If you watch technology trends as closely as I do, you will realize the implications of Samba4 are quite big.  Already there are Samba PDC stack vendors competing to sell Windows AD PDC implementations replacing Windows Hardware and unencumbering buyers of Windows Licensing restrictions and cost.  Learn as much as you can about Samba.  You'll definitely score high the more you know and IT retention usually takes into consideration those who have the most important skills.  Catch my drift? ;)


Nagios System Monitor


Nagios may not be the newest System Monitor on the block, but, still, its reputation precedes it.  That means its deployment will greatly lower some of the inherent risks that every IT department faces.  Nagios when properly configured will monitor your entire network of services and based on its rule set notify you if/when a service goes down.  That can keep your down-time vulnerability to just minutes when you are sitting at home and get an SMS text message that one of your servers is off-line.  Quickly responding from anywhere with remote corrective action might mean that no one will even know there was an issue or you will have a chance to act before reaching work on a Monday as opposed to having a down system during production hours--an IT manager's worst nightmare.  It's just good business practice in today's world to set up and configure a system monitor for your IT shop.  It will pay over and over for itself.  I promise.

Clonezilla


You know, in the proprietary software world, you can spend a lot of IT dollars without blinking an eye.  Every time you turn around Symantec has another License renewal that must be paid for.

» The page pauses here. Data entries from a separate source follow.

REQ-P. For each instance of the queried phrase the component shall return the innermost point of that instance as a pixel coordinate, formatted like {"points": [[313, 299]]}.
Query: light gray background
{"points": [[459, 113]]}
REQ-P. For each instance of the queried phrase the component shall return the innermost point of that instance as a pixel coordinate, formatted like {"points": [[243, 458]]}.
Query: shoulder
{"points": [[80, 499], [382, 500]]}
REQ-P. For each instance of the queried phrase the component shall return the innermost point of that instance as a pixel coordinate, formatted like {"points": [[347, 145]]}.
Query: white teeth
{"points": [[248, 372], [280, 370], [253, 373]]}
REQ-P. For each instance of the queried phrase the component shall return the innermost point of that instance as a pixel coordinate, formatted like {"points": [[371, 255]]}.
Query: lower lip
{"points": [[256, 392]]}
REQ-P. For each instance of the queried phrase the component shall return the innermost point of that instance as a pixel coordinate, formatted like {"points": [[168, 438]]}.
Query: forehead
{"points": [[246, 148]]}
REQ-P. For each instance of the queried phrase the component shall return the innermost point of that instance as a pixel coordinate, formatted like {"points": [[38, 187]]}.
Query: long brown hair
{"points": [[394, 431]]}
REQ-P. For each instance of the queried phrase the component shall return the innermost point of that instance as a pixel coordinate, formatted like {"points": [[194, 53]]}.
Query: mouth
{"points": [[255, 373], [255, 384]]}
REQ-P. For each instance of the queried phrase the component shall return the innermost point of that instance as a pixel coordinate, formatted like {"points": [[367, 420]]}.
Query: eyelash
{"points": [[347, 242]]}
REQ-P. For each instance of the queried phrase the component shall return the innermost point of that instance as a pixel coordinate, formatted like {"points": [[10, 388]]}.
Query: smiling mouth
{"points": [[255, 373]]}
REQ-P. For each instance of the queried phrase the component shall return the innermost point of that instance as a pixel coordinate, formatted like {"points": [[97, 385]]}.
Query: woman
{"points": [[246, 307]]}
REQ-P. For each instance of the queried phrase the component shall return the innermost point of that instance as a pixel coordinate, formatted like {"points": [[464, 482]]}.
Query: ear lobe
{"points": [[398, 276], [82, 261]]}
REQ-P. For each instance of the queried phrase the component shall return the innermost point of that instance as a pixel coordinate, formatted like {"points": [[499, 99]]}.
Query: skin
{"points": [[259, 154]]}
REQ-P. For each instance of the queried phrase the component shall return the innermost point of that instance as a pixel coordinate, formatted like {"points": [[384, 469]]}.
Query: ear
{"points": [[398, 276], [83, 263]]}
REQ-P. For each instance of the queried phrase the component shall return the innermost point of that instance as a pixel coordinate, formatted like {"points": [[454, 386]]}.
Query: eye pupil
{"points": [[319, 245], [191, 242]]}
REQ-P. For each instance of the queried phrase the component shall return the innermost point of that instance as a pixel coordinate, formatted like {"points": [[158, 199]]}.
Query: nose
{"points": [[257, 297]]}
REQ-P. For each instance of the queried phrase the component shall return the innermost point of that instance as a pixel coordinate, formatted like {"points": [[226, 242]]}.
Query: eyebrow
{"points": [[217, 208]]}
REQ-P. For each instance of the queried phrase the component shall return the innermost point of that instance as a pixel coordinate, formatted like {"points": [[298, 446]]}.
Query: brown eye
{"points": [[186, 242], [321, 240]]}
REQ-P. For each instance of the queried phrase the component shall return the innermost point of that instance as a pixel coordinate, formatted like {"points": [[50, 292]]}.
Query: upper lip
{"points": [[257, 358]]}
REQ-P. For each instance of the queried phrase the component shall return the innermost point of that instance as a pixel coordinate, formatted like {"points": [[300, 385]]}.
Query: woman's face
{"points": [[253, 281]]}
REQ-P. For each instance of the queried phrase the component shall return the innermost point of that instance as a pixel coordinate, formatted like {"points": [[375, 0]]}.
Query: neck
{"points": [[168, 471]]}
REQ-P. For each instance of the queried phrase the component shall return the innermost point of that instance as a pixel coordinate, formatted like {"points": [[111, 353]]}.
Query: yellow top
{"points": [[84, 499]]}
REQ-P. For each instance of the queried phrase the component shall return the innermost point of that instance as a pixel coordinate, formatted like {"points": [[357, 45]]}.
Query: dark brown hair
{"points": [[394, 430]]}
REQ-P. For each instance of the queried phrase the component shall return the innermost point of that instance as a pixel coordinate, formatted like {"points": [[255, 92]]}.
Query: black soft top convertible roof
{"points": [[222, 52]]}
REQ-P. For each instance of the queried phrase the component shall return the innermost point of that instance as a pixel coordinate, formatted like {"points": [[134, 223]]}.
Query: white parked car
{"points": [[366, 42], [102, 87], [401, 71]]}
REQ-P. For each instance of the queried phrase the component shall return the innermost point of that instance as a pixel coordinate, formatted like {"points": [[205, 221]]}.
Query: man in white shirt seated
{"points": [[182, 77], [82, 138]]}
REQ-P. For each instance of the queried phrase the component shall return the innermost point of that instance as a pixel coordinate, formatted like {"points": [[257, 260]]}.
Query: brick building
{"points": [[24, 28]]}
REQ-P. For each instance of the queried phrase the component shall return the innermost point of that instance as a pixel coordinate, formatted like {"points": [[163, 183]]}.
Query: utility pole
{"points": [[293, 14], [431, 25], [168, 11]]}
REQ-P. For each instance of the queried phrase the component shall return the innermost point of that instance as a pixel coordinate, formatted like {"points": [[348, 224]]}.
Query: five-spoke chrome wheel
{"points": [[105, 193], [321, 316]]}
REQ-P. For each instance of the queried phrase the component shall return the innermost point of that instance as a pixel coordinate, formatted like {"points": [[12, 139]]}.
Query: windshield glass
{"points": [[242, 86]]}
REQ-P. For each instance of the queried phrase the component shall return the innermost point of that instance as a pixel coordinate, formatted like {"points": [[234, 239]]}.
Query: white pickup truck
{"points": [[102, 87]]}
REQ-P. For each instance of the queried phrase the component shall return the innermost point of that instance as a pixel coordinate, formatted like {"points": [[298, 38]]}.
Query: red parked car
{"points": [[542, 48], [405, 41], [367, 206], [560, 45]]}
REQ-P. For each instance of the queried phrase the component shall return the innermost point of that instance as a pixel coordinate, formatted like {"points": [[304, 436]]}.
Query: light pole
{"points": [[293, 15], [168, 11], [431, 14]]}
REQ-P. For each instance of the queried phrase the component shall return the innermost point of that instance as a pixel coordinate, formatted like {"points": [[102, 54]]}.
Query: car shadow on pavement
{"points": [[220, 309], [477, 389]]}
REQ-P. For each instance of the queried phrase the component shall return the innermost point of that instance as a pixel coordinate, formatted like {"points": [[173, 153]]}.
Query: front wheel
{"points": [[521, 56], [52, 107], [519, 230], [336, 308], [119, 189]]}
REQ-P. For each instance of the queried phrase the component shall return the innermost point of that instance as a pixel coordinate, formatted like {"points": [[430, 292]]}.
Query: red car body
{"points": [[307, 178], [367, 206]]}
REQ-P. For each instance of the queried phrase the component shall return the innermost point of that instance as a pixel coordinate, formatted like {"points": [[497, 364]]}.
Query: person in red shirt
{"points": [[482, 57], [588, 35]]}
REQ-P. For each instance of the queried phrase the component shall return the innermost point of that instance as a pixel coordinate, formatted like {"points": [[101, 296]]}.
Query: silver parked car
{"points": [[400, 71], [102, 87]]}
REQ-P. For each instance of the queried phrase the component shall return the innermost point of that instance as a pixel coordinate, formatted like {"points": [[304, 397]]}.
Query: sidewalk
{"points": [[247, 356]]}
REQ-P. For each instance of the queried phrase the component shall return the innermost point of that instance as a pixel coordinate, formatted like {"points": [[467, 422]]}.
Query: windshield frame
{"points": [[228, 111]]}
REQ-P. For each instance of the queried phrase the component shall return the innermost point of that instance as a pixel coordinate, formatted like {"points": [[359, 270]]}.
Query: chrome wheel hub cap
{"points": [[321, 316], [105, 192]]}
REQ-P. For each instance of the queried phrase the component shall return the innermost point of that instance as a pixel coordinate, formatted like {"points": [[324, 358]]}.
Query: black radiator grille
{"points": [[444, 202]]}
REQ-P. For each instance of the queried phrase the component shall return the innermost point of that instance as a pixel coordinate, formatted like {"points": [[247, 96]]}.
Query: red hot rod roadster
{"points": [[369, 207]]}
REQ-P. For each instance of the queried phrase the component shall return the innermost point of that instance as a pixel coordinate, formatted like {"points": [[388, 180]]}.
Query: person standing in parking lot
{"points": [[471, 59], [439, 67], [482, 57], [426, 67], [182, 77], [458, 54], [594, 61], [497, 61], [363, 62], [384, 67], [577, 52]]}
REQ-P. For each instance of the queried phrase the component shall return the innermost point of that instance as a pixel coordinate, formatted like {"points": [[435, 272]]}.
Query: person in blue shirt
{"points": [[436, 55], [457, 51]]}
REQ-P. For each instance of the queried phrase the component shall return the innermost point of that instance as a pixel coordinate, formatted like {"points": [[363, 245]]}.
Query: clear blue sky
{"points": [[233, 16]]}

Ghosting machines doesn't have to cost money.  In fact, Clonezilla does everything Symantec Ghost does for free.  So if you pre-image your PCs using Ghost, switch to Clonezilla and get those software license IT dollars back into the budget by doing the job for free.  This is another cutting edge skill you will want to get under your belt.

So, that's it.  I think that covers the range of skills areas over which a Linux System Administrator will want to have maximal efficient control.  Stay smart.  Use the 'best of breed' tools you can find and run a tight IT shop with open source Linux tools 'to die for'.